ドラッカーのいう企業倫理は、マネジメントとしての責任と権限に由来します。それは、リーダー的地位にあるものの責任であり、「知りながら害をなすな」(『ヒポクラテスの誓い』3)です。
かつての企業倫理
かつては、企業あるいは企業人に特有の倫理というよりも、人間の道徳観の延長として捉えられていたようです。企業倫理以前の問題です。
単純な日常の正直さ
ごまかしたり、盗んだり、嘘をついたり、贈賄したり、収賄してはならないなどといった、人間行動の一般的ルールです。ビジネスの倫理というものが別にあるわけではなかったようです。
人間としての美意識
ドラッカーは、例として「顧客をもてなすためにコールガールを雇うこと」をあげています。人間としての美意識の問題であって、企業倫理ではありません。

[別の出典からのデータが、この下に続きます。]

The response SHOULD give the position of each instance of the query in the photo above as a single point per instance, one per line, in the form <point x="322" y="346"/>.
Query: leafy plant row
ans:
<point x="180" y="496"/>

しかも、この潔癖さは、歴史上、指導者やインテリの間に一般的な資質として広まったことは一度もなかったと、皮肉を付け加えることも忘れません。
地域社会において積極的かつ建設的な役割を果たす倫理的な責任
以前の社会的責任に近づいてきます。
ただし、ドラッカーが言う社会的責任、すなわち、マネジメントが持つべき責任とそれに対応した権限から見て正当なものであるかどうかは、別問題です。
ドラッカーは、地域社会の活動に参加することは望ましいが、倫理や責任とは関係ないと言います。あくまで一市民としての個人の貢献の問題であって、仕事の外にあるものです。
ですから、強制されるべきでないし、企業内で報酬を受けたり昇進するなどの褒賞を受けるべきものでもありません。そのような行為は組織の力の濫用であり、正当な権力の行使ではないと、厳しく指摘しています。
わが国でも、働き方改革の流れの中で、行政が、有給のボランティア休暇の導入などを推奨しているようです。
法定の有給休暇自体は、理由を問わず取得できるものですが、わざわざ「ボランティア休暇」と称して、使途を特定して利用を推奨する行為は、果たしてどのように評価されるべきでしょうか。
行き過ぎた企業倫理
マスコミや学者の間で度々議論にのぼる「企業倫理」には行き過ぎたものがあります。
「企業倫理」という特別な倫理の存在を認めることは、企業および企業経営者の責任が社会に対する影響力をもつという理由によって、その倫理を決定しなければならないという考え方です。
ドラッカーは、この考え方を非常に危険であると言います。企業には普通の人とは違うルールが適用されるということですから、見方を変えると、都合のよい解釈や弁解がまかり通る可能性が出てくるからです。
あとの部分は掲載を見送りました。